While uncertainty swirled over the Salix bid, Valeant was still able to tap the credit market last week. Shareholders Bill Ackman and ValueAct also signalled their support.
Just as the Endo counter-offer was disclosed, Valeant placed $10bn in high-yield bonds, the third largest junk bond offering in history. It also raised $4bn in term loans. The bonds are due in 5 and 10 years and priced with meagre yields of 5.4 to 6.2 per cent.
Valeant maintains, even with the sweetened offer, that its earnings per share will rise by a fifth in 2016. Salix’s near-term earnings will be depressed by inventory management problems found last autumn. Those problems might have been one reason why Allergan did not proceed with a possible $200 per share bid for Salix back then. If Salix’s underlying business is still worth $200 per share, then a $173 per share buyout price may be a good deal. But Valeant’s ability to offer cash suggests it should not have been so generous — an offer in the $160s might have seen off Endo.

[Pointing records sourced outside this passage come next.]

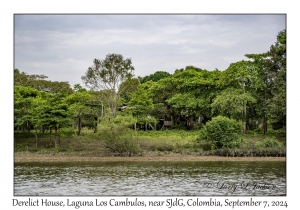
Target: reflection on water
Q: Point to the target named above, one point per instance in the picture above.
(150, 178)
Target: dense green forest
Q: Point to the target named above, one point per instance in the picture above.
(217, 108)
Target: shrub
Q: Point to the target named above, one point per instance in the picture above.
(222, 132)
(269, 142)
(118, 137)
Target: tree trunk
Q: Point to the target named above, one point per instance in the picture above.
(265, 125)
(96, 124)
(79, 126)
(245, 120)
(50, 135)
(36, 137)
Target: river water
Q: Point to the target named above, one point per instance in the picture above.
(150, 179)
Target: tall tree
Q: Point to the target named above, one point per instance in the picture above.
(271, 97)
(108, 74)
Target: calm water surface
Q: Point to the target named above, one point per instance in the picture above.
(150, 179)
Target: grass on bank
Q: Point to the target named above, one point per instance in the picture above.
(154, 142)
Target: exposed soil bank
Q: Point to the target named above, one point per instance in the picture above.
(35, 157)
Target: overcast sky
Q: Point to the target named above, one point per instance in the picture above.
(62, 47)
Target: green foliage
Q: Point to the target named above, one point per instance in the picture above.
(231, 103)
(222, 132)
(109, 74)
(269, 142)
(156, 76)
(117, 135)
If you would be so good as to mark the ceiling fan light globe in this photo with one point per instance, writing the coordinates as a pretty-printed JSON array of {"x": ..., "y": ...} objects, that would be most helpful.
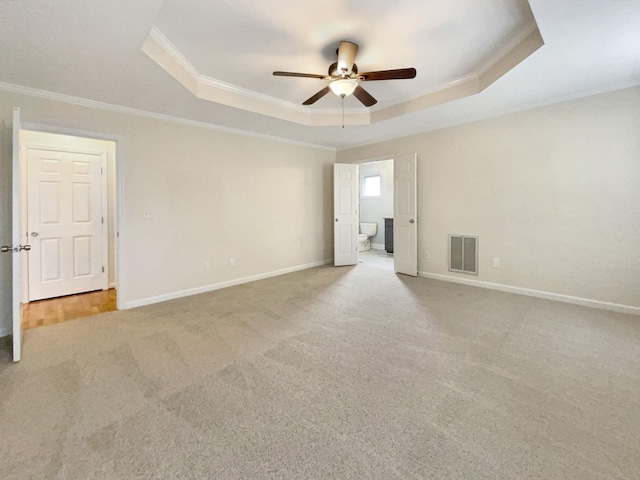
[{"x": 343, "y": 87}]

Valeant, on announcing its previous Salix offer, said its net debt would climb to a punchy 6 times earnings before interest, tax, depreciation and amortisation. The extra $1bn it now needs will come from a dilutive equity offering announced late on Monday. Yet, Valeant shares are up 14 per cent since announcing the first Salix offer in February, including a two-point jump on Monday. If capital markets will not worry about bidding discipline, neither will chief executives.